While chatting on air about Bartoli’s technique as a player, [commentator John] Inverdale said: “I just wonder if her dad, because he has obviously been the most influential person in her life, did say to her when she was 12, 13, 14 maybe, ‘listen, you are never going to be, you know, a looker.
“‘You are never going to be somebody like a Sharapova, you’re never going to be 5 feet 11, you’re never going to be somebody with long legs, so you have to compensate for that.
“‘You are going to have to be the most dogged, determined fighter that anyone has ever seen on the tennis court if you are going to make it,’ and she kind of is.”
Inverdale was asked by his bosses to apologize to Bartoli, and he has reportedly sent her a personal letter of apology. The BBC itself called the comment “insensitive” in its apology. When trying to describe to the public on air what he meant by what he said, Inverdale showed just how insensitive he is by saying:
Before we start, I probably ought to just briefly return to yesterday and a clumsy phrase that I used about Marion Bartoli which has understandably caused something of a furor. The point I was trying to make, in a rather ham-fisted kind of way, was that in a world where the public perception of tennis players is that they’re all six-feet-tall Amazonian athletes, Marion – who is the Wimbledon champion – bucks that trend.
NPR reports he went on to call Bartoli “a fantastic example to all young people that it’s attitude and will and determination together, obviously, with talent that, in the end, does get you to the top.” He added, “She is an incredible role model for people who aren’t born with all the attributes of natural athletes.”
There’s so much to pick apart in Inverdale’s words. He wonders if Bartoli’s dad, her former coach, sat her down to teach her how to face the world as an ugly woman. Because that’s a father’s job: not only to teach his daughter how to deal with being an ugly woman in a tough world, but to tell her that she is in fact ugly. To determine her beauty for her, and therefore her worth. Mind you, Bartoli’s father didn’t say anything like that to her, in fact, in response to Inverdale’s comment, Bartoli’s father said, “The relationship between Marion and me has always been unbelievable so I don’t know what this reporter is talking about. When she was five years old she was playing like every kid and having fun on the tennis court. She’s my beautiful daughter.”
As much as I despise Inverdale’s point of view, I do believe him when he says he was trying to pay Bartoli some kind of backhanded compliment. I believe that he really could picture a father setting his daughter down and teaching her about the dangers of being ugly in a world that demands physical perfection from women, because my own father used to do the same thing to me. My father whom I loved – and though he’s deceased, still love – very much. I have a vivid recollection of him sitting in his chair at the dining table and asking me, “How are you going to be a choreographer with those fat thighs?” I think he really thought he was trying to do me a favor by letting me know that only thin women win in this society. Of course that’s changing bit by bit, but it’s slow going. You know, because heavy burdens are hard to carry.

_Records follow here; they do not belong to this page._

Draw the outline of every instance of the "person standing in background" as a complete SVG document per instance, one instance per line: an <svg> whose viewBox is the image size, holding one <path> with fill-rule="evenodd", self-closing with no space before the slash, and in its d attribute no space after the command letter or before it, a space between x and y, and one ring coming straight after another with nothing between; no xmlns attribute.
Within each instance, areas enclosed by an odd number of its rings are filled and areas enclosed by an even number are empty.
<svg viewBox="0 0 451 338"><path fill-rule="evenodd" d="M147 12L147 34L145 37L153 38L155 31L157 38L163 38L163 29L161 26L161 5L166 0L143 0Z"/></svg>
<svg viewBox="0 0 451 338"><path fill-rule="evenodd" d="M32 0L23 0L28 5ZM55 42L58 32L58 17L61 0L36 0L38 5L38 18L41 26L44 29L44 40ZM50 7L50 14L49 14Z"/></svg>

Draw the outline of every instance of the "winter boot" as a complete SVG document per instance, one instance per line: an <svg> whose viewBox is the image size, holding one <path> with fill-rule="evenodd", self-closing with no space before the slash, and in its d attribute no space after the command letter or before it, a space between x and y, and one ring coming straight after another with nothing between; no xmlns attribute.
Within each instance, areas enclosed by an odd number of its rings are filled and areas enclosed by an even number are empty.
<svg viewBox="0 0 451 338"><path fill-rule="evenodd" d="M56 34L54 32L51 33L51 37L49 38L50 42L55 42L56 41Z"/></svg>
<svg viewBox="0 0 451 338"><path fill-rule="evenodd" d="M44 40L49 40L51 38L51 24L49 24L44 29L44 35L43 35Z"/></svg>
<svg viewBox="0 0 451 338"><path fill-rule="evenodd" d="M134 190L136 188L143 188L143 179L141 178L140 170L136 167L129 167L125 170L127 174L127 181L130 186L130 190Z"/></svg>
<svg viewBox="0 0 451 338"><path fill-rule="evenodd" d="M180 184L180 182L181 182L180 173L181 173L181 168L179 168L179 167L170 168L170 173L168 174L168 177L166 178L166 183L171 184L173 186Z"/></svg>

Some have criticized Inverdale for projecting his own thoughts about Bartoli’s looks onto her dad, as if he couldn’t own them himself, and that criticism and assessment is fair. What’s really interesting, though, is the way Inverdale shoves his foot in his mouth even further in his follow-up explanation of his original comments. Before Bartoli was just not model hot, now she’s not even been “born with all the attributes of natural athletes.” I’d like to quote every tall person here who has ever said, “No, I don’t play basketball.” There are no “attributes of natural athletes.” Some people are naturally athletic, and they come in all shapes and sizes. (See: football.) Some people are even unnaturally athletic – supernaturally athletic – like the kind of women who win Wimbledon, for example.

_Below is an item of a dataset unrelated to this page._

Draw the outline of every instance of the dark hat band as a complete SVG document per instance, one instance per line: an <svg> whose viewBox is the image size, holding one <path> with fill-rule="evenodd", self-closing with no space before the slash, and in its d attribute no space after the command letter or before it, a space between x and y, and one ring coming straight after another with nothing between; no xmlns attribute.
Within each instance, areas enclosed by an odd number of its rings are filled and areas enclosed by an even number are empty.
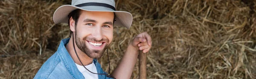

One of those women is Maria Sharapova, who according to Forbes is the highest paid female athlete in the world. Her millions haven’t come from winning tennis matches, though. Her fortune was created, says Forbes, from her deal with Nike. Like Kournikova before her, Sharapova is a blonde Russian beauty, considered “model hot” by the type of men who say things like “model hot.” Both Russian women have modeled professionally since gaining fame as tennis players, and both are celebrated for adhering to what is still the cultural beauty standard in the West: the tall, thin, blonde white woman.
Whether her father taught her about it or not, Bartoli understands the commoditization of blonde hair. In her response to Inverdale’s comments, she said, “I am not blonde, yes. That is a fact. Have I dreamt about having a model contract? No. I’m sorry. But have I dreamed about winning Wimbledon? Absolutely, yes. And to share this moment with my dad was absolutely amazing and I am so proud of it.”

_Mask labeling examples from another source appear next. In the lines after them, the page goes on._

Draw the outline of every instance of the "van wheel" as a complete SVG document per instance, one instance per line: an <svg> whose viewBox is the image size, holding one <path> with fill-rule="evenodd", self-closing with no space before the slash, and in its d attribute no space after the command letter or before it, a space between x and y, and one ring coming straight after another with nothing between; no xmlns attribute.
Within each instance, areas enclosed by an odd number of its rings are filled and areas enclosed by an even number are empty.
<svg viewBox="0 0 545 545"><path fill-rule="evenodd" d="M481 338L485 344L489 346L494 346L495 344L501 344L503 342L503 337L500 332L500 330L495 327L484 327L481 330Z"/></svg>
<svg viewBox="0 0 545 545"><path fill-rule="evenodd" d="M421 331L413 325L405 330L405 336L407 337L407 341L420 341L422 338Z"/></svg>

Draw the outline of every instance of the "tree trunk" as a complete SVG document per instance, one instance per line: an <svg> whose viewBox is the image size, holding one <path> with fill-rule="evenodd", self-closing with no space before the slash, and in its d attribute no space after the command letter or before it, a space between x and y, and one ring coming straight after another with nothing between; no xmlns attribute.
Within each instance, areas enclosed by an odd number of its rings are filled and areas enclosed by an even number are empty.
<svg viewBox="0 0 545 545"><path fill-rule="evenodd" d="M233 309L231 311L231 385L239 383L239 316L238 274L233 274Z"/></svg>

Having grown up squatty and brunette myself, with a plain face that can look totally wonky at the wrong angle or when my smile gets too wild, I understand the soul of Marion Bartoli, someone who has to be described as scrappy, “dogged, determined” and a “fighter.” Not that there’s anything particularly wrong with those terms; in fact, one might even derive a sense of pride from being the underdog. But at the heart of all of that language, what’s there to hear whether you’re really listening or not is that we squatty brunette women are dogs. We are the women on the bottom of the pile, begging at your feet for scraps. See us, feed us. If you don’t, some of us will show you we’ve got some bite, in the hopes that you’ll show us respect. And you’ll acknowledge our talent and gumption, but you’ll kick us anyway, because, hey – that’s what you do to dogs. Even if it’s just on accident because you couldn’t see us amidst all those long, sexy blonde legs.
In a now widely shared clip about the making of the movie Tootsie, Dustin Hoffman tearfully tells the interviewer, “There’s too many interesting women I have not had the experience to know in this life because I have been brainwashed” into believing that women must be beautiful in order to deserve our time and respect. Maria Bartoli is just such an “interesting” woman, and yet we’ve all been distracted from her incredible Wimbledon win by all this talk about her physical appearance. And don’t get me wrong – there’s a way Inverdale could have legitimately lauded Bartoli’s strength as a player in spite of her size without even mentioning her “beauty” or lack thereof. But that’s not what happened. It doesn’t matter, though. Beauty is in the eye of the beholder, and I bet Marion Bartoli is looking pretty good to herself in the reflection of that giant silver trophy she just won.